Si bien se ha logrado una importante recuperación, es fundamental repensar estrategias que ayuden a dinamizar la economía, apuntando a mejorar la calidad del empleo. La nueva configuración de la pobreza nos sugiere que debemos buscar la ampliación y fortalecimiento de los programas de asistencia social –transferencias de ingresos o alimentos–, que son esenciales para una base mínima de protección a la población en situación de pobreza y pobreza extrema, tanto en zonas urbanas como rurales.
En esa línea, se deben fortalecer los programas de asistencia social con sistemas de seguridad social –salud, seguros y pensiones–, en los que se integren adecuadamente esquemas contributivos y no contributivos, típicamente asociados a la situación laboral.

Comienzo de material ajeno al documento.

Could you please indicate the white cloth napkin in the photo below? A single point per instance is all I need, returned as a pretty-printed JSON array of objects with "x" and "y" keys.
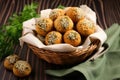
[{"x": 29, "y": 37}]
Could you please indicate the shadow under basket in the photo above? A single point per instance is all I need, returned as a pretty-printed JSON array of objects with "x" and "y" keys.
[{"x": 66, "y": 58}]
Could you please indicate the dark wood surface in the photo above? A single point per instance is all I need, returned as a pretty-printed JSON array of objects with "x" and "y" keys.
[{"x": 108, "y": 12}]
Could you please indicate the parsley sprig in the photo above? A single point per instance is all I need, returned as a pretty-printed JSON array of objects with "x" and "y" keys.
[{"x": 10, "y": 33}]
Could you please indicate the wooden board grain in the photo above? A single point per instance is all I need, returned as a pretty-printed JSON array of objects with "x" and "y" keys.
[{"x": 107, "y": 12}]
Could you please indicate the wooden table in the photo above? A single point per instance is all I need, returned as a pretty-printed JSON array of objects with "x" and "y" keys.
[{"x": 108, "y": 12}]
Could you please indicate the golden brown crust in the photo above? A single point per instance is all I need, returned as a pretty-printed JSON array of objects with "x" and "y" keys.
[
  {"x": 72, "y": 37},
  {"x": 63, "y": 24},
  {"x": 56, "y": 13},
  {"x": 43, "y": 26},
  {"x": 53, "y": 37},
  {"x": 85, "y": 27},
  {"x": 10, "y": 61},
  {"x": 75, "y": 13},
  {"x": 22, "y": 68}
]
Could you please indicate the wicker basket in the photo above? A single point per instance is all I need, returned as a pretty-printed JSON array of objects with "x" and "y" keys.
[{"x": 62, "y": 58}]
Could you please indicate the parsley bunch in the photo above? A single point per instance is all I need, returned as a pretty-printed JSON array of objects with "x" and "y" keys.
[{"x": 10, "y": 33}]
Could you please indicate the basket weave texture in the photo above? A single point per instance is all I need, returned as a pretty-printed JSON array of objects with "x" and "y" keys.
[{"x": 62, "y": 58}]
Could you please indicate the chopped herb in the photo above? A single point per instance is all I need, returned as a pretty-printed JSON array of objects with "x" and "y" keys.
[
  {"x": 10, "y": 33},
  {"x": 64, "y": 22},
  {"x": 61, "y": 7},
  {"x": 51, "y": 38}
]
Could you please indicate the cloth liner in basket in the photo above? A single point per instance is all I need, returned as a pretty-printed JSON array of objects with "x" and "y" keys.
[{"x": 63, "y": 53}]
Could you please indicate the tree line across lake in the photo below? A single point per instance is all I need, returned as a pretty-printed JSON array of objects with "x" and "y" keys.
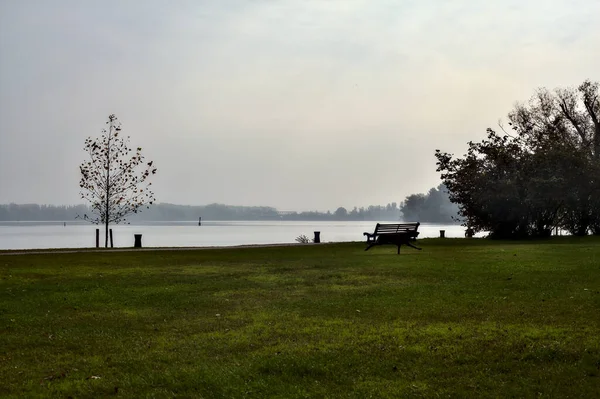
[
  {"x": 541, "y": 174},
  {"x": 432, "y": 207}
]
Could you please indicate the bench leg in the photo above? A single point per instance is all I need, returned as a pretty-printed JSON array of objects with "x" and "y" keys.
[{"x": 410, "y": 245}]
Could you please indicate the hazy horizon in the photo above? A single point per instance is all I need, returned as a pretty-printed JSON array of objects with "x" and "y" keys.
[{"x": 298, "y": 105}]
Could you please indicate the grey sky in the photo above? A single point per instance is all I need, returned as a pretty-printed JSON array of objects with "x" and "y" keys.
[{"x": 299, "y": 104}]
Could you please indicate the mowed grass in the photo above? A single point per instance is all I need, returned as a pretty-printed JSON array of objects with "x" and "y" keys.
[{"x": 462, "y": 318}]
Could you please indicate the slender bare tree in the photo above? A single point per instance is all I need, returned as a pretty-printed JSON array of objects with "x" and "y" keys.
[{"x": 115, "y": 178}]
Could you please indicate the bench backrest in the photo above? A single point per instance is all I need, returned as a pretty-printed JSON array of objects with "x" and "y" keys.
[{"x": 389, "y": 228}]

La asistencia y la seguridad social son complementarias. Los hogares más pobres necesitan transferencias de ingresos y seguridad social; mientras que los hogares que no son pobres tienen en la seguridad social un mecanismo de protección, que resulta clave especialmente en momentos de crisis.
Debemos pensar en sistemas de protección social universales más inclusivos y redistributivos, que no solamente aseguren el bienestar de los hogares, sino que promuevan la mejora de la productividad de las micro y pequeñas empresas. Es fundamental actuar pronto para garantizar que esta protección social amortigüe los efectos de las crisis –como la inminente crisis alimentaria– y asegure la calidad de vida presente y futura con acceso a la salud, pensiones y seguro de desempleo para todas y todos.